Does an airline owe you anything for a five-day delay? William Danylchuk was held up in Syracuse for the better part of the week, while trying to get home to Des Moines for Christmas. American Airlines offered him nothing for the inconvenience. Can it do that?
Here’s Danylchuk’s story:
I had been canceled and rebooked by American Airlines on every flight for five days. I called American every day an average of 25 times using the automated system to monitor flight departures and arrivals. I also checked with its live reservationists.
I understand weather was not good at times in Chicago or Syracuse, but there was never a time that the Syracuse airport was even closed, there were plenty of flights that made the trip. But any time I found one online with seats for sale, I was told it was booked.

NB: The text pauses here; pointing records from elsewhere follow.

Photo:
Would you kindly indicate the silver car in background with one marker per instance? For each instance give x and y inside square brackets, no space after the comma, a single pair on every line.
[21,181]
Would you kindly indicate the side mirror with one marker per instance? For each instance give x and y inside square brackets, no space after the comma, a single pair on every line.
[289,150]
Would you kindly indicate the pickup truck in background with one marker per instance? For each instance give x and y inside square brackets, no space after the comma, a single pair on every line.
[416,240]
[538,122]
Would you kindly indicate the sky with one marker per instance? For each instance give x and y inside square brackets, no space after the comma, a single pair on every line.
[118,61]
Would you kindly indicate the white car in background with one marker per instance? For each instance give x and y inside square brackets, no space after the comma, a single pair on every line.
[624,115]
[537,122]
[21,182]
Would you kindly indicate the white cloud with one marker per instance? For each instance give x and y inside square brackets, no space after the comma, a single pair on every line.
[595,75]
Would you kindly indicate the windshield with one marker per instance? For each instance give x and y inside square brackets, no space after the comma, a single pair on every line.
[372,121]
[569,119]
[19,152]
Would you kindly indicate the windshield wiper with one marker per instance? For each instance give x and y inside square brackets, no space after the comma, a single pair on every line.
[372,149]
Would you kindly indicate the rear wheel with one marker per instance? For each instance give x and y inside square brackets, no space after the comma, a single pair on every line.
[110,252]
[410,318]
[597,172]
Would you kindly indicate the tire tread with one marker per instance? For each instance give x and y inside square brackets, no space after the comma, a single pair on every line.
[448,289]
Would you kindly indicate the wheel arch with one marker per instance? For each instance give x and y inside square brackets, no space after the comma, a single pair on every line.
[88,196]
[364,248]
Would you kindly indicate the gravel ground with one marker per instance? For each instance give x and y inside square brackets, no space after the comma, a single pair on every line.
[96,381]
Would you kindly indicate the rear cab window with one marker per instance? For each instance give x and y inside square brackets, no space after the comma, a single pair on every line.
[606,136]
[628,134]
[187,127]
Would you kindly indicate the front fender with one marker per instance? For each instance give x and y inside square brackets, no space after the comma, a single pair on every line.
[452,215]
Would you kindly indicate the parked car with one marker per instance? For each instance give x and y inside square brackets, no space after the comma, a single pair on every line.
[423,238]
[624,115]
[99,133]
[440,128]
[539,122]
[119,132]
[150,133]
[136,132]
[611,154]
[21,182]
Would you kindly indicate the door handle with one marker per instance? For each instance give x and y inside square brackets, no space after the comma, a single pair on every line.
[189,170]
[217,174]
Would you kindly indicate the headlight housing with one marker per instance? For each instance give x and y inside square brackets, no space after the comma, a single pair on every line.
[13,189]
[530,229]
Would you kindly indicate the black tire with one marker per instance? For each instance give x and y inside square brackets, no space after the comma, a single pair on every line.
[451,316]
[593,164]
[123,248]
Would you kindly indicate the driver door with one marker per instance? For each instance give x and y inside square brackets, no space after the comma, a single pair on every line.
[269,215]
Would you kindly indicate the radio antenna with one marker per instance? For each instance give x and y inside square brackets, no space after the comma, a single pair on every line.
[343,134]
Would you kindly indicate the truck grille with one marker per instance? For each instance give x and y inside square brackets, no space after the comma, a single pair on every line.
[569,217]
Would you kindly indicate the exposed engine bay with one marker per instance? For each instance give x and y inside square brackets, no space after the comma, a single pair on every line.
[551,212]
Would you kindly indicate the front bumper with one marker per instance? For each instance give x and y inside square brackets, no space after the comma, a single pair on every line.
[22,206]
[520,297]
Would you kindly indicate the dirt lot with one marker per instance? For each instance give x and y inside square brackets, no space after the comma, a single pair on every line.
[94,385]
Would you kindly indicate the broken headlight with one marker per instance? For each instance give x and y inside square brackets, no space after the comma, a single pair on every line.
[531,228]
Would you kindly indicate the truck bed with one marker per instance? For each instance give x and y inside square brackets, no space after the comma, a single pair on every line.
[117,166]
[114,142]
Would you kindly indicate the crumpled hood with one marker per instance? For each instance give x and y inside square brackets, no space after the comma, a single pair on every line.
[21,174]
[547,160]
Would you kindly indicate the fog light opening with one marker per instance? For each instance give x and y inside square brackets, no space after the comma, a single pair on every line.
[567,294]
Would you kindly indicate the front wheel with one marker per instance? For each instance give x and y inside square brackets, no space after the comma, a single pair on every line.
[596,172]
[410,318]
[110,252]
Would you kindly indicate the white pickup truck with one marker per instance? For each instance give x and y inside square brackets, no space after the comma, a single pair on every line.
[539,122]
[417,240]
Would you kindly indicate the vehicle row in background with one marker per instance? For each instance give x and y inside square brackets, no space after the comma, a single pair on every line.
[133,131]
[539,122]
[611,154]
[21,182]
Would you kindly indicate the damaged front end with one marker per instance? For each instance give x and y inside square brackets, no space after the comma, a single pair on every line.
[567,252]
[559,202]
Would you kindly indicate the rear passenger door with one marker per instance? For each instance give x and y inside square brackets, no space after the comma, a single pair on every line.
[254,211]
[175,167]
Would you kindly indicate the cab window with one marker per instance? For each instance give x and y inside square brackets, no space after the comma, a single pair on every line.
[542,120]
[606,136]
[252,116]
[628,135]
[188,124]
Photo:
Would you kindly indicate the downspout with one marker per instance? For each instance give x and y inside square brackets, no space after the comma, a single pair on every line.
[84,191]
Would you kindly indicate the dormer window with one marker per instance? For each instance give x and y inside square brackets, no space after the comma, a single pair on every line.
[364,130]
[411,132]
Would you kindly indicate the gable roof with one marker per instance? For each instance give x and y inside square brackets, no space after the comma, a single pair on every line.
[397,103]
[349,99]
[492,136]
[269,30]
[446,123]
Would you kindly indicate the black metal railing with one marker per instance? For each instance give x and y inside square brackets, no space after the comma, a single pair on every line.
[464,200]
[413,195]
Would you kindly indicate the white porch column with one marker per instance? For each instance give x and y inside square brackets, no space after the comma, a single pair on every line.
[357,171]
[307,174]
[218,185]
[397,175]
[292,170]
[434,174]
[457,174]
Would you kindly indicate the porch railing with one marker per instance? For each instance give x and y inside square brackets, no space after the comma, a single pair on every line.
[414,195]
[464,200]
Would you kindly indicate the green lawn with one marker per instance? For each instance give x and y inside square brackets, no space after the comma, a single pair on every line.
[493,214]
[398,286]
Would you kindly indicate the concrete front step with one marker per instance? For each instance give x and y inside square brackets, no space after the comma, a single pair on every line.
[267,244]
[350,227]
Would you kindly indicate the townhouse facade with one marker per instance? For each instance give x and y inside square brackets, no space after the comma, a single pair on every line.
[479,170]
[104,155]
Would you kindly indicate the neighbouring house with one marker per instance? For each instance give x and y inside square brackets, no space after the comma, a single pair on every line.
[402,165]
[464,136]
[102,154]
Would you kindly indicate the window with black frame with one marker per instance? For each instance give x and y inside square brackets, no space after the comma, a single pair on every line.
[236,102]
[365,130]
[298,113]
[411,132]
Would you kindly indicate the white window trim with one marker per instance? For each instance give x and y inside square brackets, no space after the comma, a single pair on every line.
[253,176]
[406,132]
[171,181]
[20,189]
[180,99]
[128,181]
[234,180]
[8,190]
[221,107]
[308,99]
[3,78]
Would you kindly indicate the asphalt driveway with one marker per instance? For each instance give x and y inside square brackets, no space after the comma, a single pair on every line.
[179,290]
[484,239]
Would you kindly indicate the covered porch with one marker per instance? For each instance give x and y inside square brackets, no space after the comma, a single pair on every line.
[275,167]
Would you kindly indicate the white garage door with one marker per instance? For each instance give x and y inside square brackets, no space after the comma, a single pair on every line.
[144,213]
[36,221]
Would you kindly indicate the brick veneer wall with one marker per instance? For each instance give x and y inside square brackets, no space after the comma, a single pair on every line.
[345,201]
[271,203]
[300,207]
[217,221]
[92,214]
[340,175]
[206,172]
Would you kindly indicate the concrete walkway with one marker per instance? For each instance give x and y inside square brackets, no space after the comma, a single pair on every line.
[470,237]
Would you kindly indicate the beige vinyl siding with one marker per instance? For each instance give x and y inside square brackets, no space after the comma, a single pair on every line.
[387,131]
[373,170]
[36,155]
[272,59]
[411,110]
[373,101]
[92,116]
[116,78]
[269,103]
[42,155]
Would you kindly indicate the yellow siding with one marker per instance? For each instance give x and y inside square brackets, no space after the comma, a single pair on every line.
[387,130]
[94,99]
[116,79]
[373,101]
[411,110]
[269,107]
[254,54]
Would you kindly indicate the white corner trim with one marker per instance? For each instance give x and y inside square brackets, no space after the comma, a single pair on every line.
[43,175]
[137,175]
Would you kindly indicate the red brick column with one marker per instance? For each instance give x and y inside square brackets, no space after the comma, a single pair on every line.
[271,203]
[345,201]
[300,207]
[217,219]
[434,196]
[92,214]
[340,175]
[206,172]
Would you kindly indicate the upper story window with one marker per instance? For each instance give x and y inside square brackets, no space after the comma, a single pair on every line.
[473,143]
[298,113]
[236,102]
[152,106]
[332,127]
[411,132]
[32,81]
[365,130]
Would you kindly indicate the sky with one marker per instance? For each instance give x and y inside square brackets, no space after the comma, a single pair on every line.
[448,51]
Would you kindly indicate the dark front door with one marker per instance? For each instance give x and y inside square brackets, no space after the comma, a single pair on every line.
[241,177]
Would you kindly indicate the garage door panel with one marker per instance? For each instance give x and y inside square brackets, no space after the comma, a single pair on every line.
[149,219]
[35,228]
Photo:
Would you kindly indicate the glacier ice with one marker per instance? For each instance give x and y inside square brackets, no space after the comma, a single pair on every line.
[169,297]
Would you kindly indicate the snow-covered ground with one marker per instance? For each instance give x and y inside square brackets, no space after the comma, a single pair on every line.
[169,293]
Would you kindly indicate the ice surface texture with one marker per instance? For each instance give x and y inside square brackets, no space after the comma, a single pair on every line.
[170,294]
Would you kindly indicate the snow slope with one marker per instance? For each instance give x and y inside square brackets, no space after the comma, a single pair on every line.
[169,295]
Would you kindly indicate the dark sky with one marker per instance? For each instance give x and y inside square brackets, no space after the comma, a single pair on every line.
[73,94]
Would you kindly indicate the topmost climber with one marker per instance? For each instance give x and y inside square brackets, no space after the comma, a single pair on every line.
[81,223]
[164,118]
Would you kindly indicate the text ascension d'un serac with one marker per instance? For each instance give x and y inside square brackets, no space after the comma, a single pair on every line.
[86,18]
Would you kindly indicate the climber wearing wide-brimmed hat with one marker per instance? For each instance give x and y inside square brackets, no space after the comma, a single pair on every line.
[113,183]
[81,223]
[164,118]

I expected to be in Syracuse for a brief meeting and home by Christmas. I missed Christmas and spent the week alone in a hotel that cost nearly $600. I am not one to complain, but anyone I talked to thought five days was insane to be in a place that still had tons of flights leaving every day. I would have been willing to take any other route at any time, but was never offered anything but just to sit and wait.
I have never heard of anything like this and wondered what you think?
I think five days is way too long. But what I think doesn’t matter as much as what American’s conditions of carriage — the legal agreement between you and the airline — says.
American will endeavor to carry you and your baggage with reasonable dispatch, but times shown in timetables or elsewhere are not guaranteed and form no part of this contract. American may, without notice, substitute alternate carriers or aircraft and, if necessary, may alter or omit stopping places shown on the ticket.
Schedules are subject to change without notice. American is not responsible for or liable for failure to make connections, or to operate any flight according to schedule, or for a change to the schedule of any flight. Under no circumstances shall American be liable for any special, incidental or consequential damages arising from the foregoing.
In other words, don’t hold us to our schedules. Don’t expect anything if we’re late.
And regarding compensation, it would depend on the reason for your cancellation or delay. If it’s caused by mechanical problems, then you would be entitled to a hotel and meal voucher, under the contract. But if it’s weather-related — a so-called “Act of God” — you’re essentially on your own.
Airlines have some flexibility in how they can interpret their own contract, and I believe if you had mentioned your problem to a ticket agent, American might have offered to cover your hotel. I think it should have.
I asked American about your ordeal. Here’s what a spokeswoman told me:
Well, unfortunately a combination of bad weather and full planes looks like what happened. And, of course there are fewer flights as well. One other thing that contributed is that in inclement weather, the regional airlines have to cancel more than the mainline.
As you are probably aware, the automated system rebooks the AAdvantage premium status first, and with full planes the AAdvantage status customers get what few seats are left first.
I am sorry that anyone gets stuck, it is absolutely no fun. It’s happened to me several times, especially when I used to travel for a living. I have forwarded your email on to our Customer Relations team so they are aware of this situation.
Danylchuk is not happy with that answer.
I have traveled all over the country to little backwoods areas more times than I can remember in the past two years on business. But In the past I have picked the airline with the best schedule for myself and have not been as concerned about the level of my advantage membership. If I were a premium advantage member this would not have happened, I guess?
Sounds like a lost cause.
Maybe getting compensation from American is a lost cause at this point. But the lessons learned from Danylchuk’s five-day ordeal are, as they say, priceless.